姬玉如看着病床上仍然還在被麻醉的張博,語氣也弱了三分,畢竟,人可是她給切壞的。
“我承認手術之前錯估了病人病情的複雜性,導緻手術預判精确度差了一點,但我相信換了任何一個醫生,都不會比我應付的更好,至少病人按照原來病情,活不過半個月,但是我手術後,至少可以半年或者更久時間。”
美女醫生姬玉如擰着眉頭反駁起來。
同爲雲州醫學院學生的她,比華國強大五歲,26歲的她已經是聞名華國醫學界,甚至在洲域也有一定名聲。
這次回國,一來是回饋母校,二來也是爲了推廣她的神外腫瘤創新手術論文,正好趕上華國強要手術張博,姬玉如急于通過一台手術,證明自己的理論給醫院大佬們看。所以軟磨硬泡之下,華國強将本來親自手術的張博交給了姬玉如。
一來姬玉如是同校師姐,曾經給予過他不少醫學上的幫助,二來姬玉如也是華國強的心中戀人,加上姬玉如的創新手術也算一種新突破,一旦臨床驗證,會給患者帶來巨大福音。
但沒想到的是,張博的顱内膠質瘤産生病變,短短時間内急速擴大,這給手術帶來了巨大的難度,姬玉如的新手術方案大膽直接,這也導緻她沒給自己留餘地,等到發現張博的膠質瘤變大,少部分深入顱内其它部位時,姬玉如限于能力,隻好采取保守措施,将張博傷口縫合。
由于膠質瘤深入顱内與其餘神經糾纏不清,未能一次性切除,導緻張博病情惡化。

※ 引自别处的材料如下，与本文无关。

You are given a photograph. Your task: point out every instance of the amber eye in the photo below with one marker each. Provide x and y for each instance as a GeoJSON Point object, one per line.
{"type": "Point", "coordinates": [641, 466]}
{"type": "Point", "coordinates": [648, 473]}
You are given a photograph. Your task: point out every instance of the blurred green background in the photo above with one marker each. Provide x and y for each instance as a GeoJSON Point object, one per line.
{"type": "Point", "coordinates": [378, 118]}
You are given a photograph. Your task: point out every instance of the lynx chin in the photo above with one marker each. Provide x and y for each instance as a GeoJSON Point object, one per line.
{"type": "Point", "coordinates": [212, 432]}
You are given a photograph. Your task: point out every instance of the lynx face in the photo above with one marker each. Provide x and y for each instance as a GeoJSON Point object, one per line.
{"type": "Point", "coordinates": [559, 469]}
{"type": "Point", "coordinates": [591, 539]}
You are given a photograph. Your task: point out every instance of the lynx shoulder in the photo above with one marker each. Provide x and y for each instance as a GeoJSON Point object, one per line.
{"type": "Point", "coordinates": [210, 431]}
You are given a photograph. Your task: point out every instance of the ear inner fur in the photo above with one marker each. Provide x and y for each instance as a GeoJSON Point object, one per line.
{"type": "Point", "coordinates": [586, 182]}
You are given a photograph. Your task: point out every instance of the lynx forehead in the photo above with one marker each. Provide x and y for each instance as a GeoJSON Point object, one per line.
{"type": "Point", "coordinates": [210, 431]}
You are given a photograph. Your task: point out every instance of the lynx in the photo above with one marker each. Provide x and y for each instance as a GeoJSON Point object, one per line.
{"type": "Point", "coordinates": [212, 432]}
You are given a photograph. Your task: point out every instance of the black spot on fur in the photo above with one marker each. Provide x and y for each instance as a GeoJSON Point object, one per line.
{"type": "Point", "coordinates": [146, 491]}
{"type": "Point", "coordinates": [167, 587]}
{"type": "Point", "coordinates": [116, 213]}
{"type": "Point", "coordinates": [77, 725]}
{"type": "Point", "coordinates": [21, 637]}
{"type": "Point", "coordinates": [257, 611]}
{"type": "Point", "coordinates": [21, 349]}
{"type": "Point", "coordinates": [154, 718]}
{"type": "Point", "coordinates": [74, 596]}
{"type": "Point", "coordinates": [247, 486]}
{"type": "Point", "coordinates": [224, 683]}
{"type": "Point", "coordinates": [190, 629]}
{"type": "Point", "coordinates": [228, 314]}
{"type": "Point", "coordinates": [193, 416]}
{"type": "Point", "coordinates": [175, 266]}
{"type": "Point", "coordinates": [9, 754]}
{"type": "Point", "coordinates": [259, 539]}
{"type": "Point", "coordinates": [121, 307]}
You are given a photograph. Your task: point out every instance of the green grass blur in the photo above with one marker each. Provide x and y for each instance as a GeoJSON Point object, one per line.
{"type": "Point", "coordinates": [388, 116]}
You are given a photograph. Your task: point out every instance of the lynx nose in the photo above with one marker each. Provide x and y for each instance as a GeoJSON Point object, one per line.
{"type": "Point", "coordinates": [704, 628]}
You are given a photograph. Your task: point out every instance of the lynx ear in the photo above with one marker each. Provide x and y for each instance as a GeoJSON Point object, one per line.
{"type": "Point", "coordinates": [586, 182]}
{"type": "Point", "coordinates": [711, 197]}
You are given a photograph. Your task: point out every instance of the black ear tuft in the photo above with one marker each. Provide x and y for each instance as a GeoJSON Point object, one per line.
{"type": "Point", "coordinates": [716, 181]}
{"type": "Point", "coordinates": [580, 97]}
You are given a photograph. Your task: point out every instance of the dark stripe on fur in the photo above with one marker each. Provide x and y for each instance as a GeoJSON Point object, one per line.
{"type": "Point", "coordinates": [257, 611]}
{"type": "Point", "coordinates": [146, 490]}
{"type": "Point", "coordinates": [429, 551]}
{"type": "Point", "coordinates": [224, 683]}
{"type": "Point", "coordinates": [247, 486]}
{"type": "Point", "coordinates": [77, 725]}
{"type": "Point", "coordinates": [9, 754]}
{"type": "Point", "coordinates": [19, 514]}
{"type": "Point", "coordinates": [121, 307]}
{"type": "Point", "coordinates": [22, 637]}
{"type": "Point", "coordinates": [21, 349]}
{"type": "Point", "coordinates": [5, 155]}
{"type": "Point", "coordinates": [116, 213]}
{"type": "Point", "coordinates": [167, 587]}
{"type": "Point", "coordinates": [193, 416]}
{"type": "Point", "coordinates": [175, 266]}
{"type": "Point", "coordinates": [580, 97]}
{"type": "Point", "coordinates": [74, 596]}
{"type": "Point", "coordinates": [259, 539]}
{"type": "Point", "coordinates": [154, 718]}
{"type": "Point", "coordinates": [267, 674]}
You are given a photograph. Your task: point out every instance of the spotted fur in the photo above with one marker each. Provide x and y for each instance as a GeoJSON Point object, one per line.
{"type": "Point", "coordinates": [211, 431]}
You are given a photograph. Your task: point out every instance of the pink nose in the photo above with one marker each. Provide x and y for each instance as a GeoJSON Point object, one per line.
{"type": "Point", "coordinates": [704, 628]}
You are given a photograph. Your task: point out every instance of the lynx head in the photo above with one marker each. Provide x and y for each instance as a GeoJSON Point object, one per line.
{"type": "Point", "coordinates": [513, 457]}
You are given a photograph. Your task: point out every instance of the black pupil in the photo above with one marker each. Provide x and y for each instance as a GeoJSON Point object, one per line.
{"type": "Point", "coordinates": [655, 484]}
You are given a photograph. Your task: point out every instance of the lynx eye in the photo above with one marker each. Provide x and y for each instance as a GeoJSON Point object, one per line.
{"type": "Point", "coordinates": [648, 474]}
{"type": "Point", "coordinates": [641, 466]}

盡管切除了百分之98的膠質瘤,但還有殘留的瘤很可能引發再次病變,一旦如此真的神仙難救了。
“玉如,先前我就說過要對張博的手術持謹慎态度,都怪我,沒能說服你。一會兒小師弟來了你把一切過錯推我身上吧!”華國強有些懊惱的道。
“膠質瘤本身界限模糊不清,哪怕我動用了最先進的輔助影像設備,也無法達到50微米,這也是我不敢貿然繼續動刀的原因,我怕繼續動刀了,他會直接死在手術台上。”
姬玉如無奈搖頭道“沒有必要這麽委曲求全,手術能做到這個地步,我問心無愧,我也相信沒有第二人有能力完全解決張博的膠質瘤。”
“我的兒子啊!”咣當一聲,這時,病房門推開,一對五六十的老年夫婦推開門沖了進來,沖着張博病床沖去,頓時一陣嚎啕大哭,赫然是張博的父母。
張洪福眼睛一陣發紅,沖着姬玉如兩人焦急問道“大夫,我兒子手術成功了嗎?怎麽樣了?”華國強正要說話。
一旁的姬玉如淡然道“手術失敗了,病人如能安全度過今晚12點,将有很大希望存活半年時間,家屬們要有思想準備!”